The Springhaven Country Club from about 1910, shortly after it was built.
PROVIDENCE SHOWS THANKS FOR SAFE OCEAN VOYAGE
Upper and Nether Providence and Concord Townships were given their names to reflect the feelings of the early settlers, it is believed.
The name Providence was bestowed on the central county townships by early settlers. It is presumed that it was a manifestation of their thanks for their safe journey across the ocean and their deliverance from persecution.
This theory is believable if one recalls the many references to “providence” in many of the statements made by early settlers. William Penn said on this arrival, “Providence has brought us here safe.”

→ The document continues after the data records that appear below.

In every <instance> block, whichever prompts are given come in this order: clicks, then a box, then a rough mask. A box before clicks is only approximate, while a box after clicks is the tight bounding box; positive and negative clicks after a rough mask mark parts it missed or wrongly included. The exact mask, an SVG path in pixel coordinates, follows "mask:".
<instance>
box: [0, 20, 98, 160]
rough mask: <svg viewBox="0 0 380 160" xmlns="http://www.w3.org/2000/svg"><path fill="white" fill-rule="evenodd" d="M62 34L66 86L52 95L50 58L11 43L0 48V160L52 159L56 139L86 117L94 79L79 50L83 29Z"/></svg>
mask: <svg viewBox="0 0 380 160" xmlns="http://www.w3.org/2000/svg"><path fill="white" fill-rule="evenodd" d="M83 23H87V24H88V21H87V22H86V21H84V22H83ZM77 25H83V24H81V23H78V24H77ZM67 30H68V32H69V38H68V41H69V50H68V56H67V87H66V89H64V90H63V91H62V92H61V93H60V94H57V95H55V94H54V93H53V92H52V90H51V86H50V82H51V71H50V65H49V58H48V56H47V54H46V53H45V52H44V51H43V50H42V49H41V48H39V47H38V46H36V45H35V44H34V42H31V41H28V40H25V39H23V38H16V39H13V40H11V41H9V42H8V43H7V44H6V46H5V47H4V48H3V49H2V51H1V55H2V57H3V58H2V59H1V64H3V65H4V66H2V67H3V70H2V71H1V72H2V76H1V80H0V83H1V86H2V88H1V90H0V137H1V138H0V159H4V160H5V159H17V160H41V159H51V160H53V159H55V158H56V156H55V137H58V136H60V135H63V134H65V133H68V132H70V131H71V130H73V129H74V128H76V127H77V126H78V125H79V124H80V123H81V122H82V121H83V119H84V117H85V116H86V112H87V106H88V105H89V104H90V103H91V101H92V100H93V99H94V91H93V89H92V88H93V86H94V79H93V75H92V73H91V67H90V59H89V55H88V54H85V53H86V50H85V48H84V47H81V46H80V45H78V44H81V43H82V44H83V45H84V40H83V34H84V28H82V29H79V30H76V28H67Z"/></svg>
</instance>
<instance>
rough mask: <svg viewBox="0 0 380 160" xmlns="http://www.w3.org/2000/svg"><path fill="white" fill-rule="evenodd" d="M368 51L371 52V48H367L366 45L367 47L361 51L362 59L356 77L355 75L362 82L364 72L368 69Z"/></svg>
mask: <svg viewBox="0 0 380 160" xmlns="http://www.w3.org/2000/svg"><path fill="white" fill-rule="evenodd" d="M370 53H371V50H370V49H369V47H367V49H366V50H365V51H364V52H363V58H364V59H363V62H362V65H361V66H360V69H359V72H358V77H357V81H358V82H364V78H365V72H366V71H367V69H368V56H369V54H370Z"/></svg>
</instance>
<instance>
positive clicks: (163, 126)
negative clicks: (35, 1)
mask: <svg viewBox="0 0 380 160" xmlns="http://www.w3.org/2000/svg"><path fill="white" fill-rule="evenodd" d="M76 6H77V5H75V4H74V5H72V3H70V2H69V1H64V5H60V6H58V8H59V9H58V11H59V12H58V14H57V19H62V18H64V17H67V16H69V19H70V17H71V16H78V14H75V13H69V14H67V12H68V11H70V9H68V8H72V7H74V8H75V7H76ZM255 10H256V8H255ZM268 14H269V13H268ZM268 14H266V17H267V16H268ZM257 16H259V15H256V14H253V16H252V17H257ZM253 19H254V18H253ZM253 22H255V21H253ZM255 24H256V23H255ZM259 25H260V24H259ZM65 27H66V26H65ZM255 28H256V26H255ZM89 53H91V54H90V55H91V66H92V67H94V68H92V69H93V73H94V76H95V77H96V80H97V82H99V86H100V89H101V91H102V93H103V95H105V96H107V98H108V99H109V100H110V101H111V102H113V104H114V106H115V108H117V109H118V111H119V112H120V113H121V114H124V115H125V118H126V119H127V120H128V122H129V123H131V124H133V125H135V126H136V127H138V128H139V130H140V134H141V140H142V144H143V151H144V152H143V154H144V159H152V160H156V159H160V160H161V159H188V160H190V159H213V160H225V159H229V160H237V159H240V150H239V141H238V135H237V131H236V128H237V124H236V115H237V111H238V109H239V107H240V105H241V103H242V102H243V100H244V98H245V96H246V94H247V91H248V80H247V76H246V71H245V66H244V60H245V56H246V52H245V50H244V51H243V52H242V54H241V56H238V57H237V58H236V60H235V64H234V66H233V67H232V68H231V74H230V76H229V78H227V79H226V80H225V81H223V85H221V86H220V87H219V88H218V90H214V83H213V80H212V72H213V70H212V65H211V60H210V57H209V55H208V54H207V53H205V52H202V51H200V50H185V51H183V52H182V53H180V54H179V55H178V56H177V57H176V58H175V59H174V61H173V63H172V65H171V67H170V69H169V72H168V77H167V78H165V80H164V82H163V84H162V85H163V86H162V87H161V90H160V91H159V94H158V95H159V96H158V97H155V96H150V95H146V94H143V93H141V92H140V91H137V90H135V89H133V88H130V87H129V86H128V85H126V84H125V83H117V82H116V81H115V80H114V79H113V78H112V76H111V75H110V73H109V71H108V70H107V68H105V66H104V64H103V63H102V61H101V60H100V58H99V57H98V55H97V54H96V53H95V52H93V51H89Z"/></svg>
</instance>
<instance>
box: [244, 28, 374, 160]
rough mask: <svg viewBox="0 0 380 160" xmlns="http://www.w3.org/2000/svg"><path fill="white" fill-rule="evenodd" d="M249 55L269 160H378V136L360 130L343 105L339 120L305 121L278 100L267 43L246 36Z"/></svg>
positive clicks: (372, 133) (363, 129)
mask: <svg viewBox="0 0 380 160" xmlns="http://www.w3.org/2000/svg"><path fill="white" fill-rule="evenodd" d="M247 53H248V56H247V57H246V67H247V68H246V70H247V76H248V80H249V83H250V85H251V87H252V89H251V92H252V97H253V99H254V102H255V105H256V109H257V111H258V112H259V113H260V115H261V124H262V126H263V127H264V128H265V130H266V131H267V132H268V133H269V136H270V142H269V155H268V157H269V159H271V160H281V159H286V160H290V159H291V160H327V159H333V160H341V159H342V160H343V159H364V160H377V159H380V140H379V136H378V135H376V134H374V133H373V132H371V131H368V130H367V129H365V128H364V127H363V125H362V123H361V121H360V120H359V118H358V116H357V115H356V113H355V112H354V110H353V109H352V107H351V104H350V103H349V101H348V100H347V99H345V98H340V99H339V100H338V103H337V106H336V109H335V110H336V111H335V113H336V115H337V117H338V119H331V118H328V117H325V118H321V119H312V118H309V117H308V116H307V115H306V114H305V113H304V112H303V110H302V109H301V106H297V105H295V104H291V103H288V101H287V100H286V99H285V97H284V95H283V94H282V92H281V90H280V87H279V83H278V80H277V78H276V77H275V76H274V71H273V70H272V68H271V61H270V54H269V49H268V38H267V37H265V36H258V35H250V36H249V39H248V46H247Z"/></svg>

Records show that the name Providence was used for this territory as early as 1683 when a court record read, “The inhabitants of Providence make application fort a highway to the town of Chester.” It is believed to have been organized as a township in 1864. Thomas Nossiter was appointed constable.
The division of Providence into Upper and Nether is believed to have been effected about 1722. Up until that time both townships were assessed as one municipality. At this time only 40 persons were listed as taxable in both townships.
The name Concord is believed to have been bestowed out of gratitude for the friendliness of early settlers of this township. Dr. George Smith writes, “The name probable had its origin in the harmonious feelings of some of the first settlers.” Concordville takes its name from the township.
Concord Township was said to have been laid out in rectangular form. However, the southwest border was extended breaking up the straight-lined boundary line. Next to Radnor Township it still has one of the county’s most regular boundaries.
One example of the harmonious feelings that prompted the name is cited by Dr. Smith. Land for a Friends meeting house and graveyard at Concord was conveyed, or rather leased, to trustees by John Mendenhall in 1697. Rent was established as “one pepper corn yearly forever.”